Below is my sample dataset with one column. I am expecting the median value to be returned as 1 for my sample.
scala> sqlContext.sql("select num from test").show();
+---+
|num|
+---+
|0.0|
|0.0|
|1.0|
|1.0|
|1.0|
|1.0|
+---+
I tried the following options
1) Hive UDAF percentile, it worked only for BigInt.
2) Hive UDAT percentile_approx, but it does not work as expected (returns 0.25 vs 1).
sqlContext.sql("select percentile_approx(num,0.5) from test").show();
+----+
| _c0|
+----+
|0.25|
+----+
3) Spark window function percent_rank- to find median the way i see is to look for all percent_rank above 0.5 and pick the max percent_rank's corresponding num value. But it does not work in all cases, especially when i have even record counts, in such case the median is the average of the middle value in the sorted distribution.
Also in the percent_rank, as i have to find the median for multiple columns, i have to calculate it in different dataframes, which to me is little complex method. Please correct me, if my understanding is not right.
+---+-------------+
|num|percent_rank |
+---+-------------+
|0.0|0.0|
|0.0|0.0|
|1.0|0.4|
|1.0|0.4|
|1.0|0.4|
|1.0|0.4|
+---+---+
Which version of Apache Spark are you using out of curiosity? There were some fixes within the Apache Spark 2.0+ which included changes to approxQuantile.
If I was to run the pySpark code snippet below:
rdd = sc.parallelize([[1, 0.0], [1, 0.0], [1, 1.0], [1, 1.0], [1, 1.0], [1, 1.0]])
df = rdd.toDF(['id', 'num'])
df.createOrReplaceTempView("df")
with the median calculation using approxQuantile as:
df.approxQuantile("num", [0.5], 0.25)
or
spark.sql("select percentile_approx(num, 0.5) from df").show()
the results are:
Spark 2.0.0: 0.25
Spark 2.0.1: 1.0
Spark 2.1.0: 1.0
Note, as these are the approximate numbers (via approxQuantile) though in general this should work well. If you need the exact median, one approach is to use numpy.median. The code snippet below is updated for this df example based on gench's SO response to How to find the median in Apache Spark with Python Dataframe API?:
from pyspark.sql.types import *
import pyspark.sql.functions as F
import numpy as np
def find_median(values):
try:
median = np.median(values) #get the median of values in a list in each row
return round(float(median),2)
except Exception:
return None #if there is anything wrong with the given values
median_finder = F.udf(find_median,FloatType())
df2 = df.groupBy("id").agg(F.collect_list("num").alias("nums"))
df2 = df2.withColumn("median", median_finder("nums"))
# print out
df2.show()
with the output of:
+---+--------------------+------+
| id| nums|median|
+---+--------------------+------+
| 1|[0.0, 0.0, 1.0, 1...| 1.0|
+---+--------------------+------+
Updated: Spark 1.6 Scala version using RDDs
If you are using Spark 1.6, you can calculate the median using Scala code via Eugene Zhulenev's response How can I calculate the exact median with Apache Spark.
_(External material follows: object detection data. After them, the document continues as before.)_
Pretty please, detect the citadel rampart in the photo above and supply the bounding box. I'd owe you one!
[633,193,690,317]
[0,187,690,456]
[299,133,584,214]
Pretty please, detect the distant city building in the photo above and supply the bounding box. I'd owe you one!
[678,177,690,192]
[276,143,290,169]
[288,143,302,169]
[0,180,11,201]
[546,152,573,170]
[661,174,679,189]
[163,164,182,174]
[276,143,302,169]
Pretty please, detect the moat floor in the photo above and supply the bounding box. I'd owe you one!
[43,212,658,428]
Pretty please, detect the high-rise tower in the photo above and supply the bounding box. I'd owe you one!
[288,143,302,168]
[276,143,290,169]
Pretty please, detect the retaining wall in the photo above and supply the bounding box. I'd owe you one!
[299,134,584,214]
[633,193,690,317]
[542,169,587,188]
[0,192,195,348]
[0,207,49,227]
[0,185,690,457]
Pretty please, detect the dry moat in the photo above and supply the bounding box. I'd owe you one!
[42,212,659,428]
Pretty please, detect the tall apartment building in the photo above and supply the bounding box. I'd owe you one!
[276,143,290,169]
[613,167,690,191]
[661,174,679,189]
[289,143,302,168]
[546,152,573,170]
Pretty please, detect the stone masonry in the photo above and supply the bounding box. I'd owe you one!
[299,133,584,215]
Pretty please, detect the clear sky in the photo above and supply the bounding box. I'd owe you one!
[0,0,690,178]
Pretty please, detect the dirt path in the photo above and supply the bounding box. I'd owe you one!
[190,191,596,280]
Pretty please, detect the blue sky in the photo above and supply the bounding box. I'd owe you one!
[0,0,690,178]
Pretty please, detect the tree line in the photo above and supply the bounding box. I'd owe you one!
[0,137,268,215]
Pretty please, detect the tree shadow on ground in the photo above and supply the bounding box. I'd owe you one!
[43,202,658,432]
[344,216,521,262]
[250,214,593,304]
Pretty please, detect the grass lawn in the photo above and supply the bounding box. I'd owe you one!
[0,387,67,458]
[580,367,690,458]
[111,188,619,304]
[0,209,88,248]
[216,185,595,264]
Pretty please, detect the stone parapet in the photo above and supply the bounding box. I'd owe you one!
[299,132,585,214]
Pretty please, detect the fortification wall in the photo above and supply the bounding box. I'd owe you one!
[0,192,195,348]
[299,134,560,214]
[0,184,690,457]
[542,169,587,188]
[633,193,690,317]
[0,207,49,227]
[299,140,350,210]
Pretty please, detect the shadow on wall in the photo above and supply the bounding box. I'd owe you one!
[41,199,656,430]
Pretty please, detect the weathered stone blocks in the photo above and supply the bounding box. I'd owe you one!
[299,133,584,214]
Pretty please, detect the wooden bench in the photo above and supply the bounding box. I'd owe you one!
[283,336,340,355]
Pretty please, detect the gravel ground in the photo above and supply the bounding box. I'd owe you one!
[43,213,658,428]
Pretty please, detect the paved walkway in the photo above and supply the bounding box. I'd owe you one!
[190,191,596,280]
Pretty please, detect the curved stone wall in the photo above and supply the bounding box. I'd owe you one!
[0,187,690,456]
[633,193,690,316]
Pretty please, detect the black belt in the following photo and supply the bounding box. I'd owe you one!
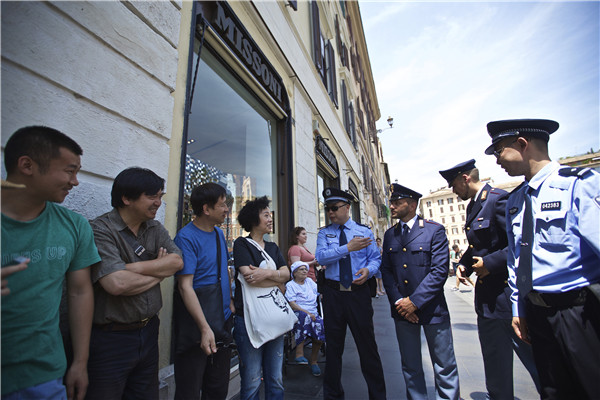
[325,279,368,292]
[527,287,587,308]
[94,315,157,332]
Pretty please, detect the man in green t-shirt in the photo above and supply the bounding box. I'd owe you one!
[1,126,100,400]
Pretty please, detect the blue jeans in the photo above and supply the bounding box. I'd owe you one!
[394,319,460,400]
[86,316,160,400]
[233,316,283,400]
[2,378,67,400]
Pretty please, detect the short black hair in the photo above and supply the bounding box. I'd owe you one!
[238,196,271,232]
[4,126,83,174]
[190,182,227,215]
[110,167,165,208]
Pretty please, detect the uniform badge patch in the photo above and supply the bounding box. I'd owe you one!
[541,201,560,211]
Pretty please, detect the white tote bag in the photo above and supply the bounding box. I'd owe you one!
[239,238,298,349]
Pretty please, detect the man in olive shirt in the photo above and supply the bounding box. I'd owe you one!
[86,168,183,400]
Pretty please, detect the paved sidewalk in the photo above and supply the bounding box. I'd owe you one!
[283,277,539,400]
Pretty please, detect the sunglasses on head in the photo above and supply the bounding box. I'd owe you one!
[325,204,347,212]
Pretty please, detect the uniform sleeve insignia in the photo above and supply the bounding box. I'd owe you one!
[541,201,560,211]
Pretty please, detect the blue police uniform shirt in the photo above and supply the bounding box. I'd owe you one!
[506,162,600,316]
[315,219,381,281]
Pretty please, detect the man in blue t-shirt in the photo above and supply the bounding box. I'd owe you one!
[2,126,100,400]
[174,183,235,399]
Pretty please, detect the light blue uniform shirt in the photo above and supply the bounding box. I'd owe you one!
[316,219,381,281]
[506,162,600,316]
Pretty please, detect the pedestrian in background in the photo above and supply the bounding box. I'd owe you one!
[285,261,325,376]
[485,119,600,399]
[288,226,319,283]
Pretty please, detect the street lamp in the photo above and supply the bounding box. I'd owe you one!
[371,117,394,143]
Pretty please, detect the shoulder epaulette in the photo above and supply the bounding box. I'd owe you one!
[558,167,591,178]
[490,188,506,196]
[423,218,443,226]
[509,181,527,198]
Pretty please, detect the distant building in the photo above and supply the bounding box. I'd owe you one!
[419,179,522,251]
[558,151,600,172]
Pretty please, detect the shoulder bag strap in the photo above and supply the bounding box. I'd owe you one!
[215,227,221,283]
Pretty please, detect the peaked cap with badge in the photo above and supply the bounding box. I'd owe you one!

Below is the modified code that works with our example.
import org.apache.spark.SparkContext._
val rdd: RDD[Double] = sc.parallelize(Seq((0.0), (0.0), (1.0), (1.0), (1.0), (1.0)))
val sorted = rdd.sortBy(identity).zipWithIndex().map {
case (v, idx) => (idx, v)
}
val count = sorted.count()
val median: Double = if (count % 2 == 0) {
val l = count / 2 - 1
val r = l + 1
(sorted.lookup(l).head + sorted.lookup(r).head).toDouble / 2
} else sorted.lookup(count / 2).head.toDouble
with the output of:
// output
import org.apache.spark.SparkContext._
rdd: org.apache.spark.rdd.RDD[Double] = ParallelCollectionRDD[227] at parallelize at <console>:34
sorted: org.apache.spark.rdd.RDD[(Long, Double)] = MapPartitionsRDD[234] at map at <console>:36
count: Long = 6
median: Double = 1.0
Note, this is calculating the exact median using RDDs - i.e. you will need to convert the DataFrame column into an RDD to perform this calculation.